Obama wants to let doctors do what they are trained to do and be doctors - not bureaucratic businessmen that are constantly thinking about money making and worried about lawsuits.
According to a CNN report, Obama said the current health care model focuses more on the quantity of heath care patients received rather than the quality of care. Obama said to his audience of physicians that this model “pushes you, the doctor, to see more and more patients even if you can’t spend much time with each; and gives you every incentive to order that extra MRI or EKG, even if it’s not truly necessary.
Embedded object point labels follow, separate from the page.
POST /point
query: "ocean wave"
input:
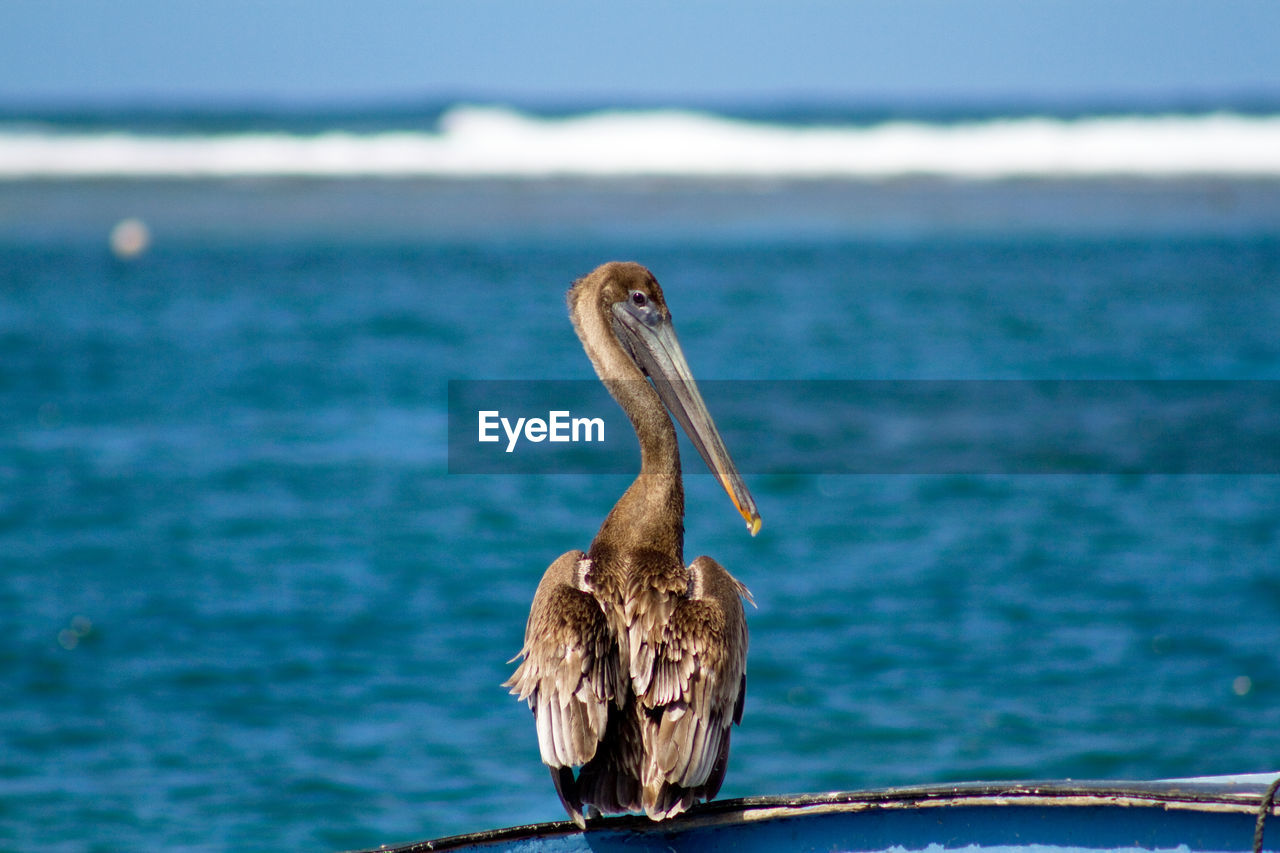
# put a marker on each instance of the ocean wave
(485, 141)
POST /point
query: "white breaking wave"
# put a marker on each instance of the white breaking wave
(475, 142)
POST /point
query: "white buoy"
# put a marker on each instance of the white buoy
(129, 238)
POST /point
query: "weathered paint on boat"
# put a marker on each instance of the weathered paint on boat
(1193, 816)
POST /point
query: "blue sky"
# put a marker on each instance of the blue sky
(338, 51)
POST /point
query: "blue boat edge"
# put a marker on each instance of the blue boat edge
(1200, 813)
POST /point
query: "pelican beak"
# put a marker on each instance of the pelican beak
(652, 341)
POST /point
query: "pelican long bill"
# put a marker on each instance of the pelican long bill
(652, 340)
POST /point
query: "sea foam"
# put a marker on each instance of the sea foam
(488, 141)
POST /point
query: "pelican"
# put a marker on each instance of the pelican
(635, 664)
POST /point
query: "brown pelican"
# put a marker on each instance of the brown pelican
(635, 664)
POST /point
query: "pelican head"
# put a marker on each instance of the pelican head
(622, 318)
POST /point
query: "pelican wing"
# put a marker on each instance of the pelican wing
(695, 692)
(568, 674)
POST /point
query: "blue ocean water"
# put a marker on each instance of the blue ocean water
(245, 606)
It is a model that has taken the pursuit of medicine from a profession — a calling — to a business.”
According to Obama’s speech, the extra tests and scans called for by doctors are often unnecessary precautions, used by doctors to lessen the risk of a medical malpractice lawsuit.
If the system is reformed in the manner that Obama is proposing, there would be protection for doctors, allowing them to do their jobs more efficiently and effectively.
Obama did say he does not want to put a cap on medical malpractice lawsuits, but he wants to make sure that patient safety comes first and allow doctors to be the “healers” they are meant to be.
So what does that mean for the health care system of America? Obama is still making his case for universal care - a topic on which doctors are still torn.
The President was very well received by the audience of doctors at the AMA in Chicago, but I think some of the country’s health care professionals are still wary of the changes that might be coming their way.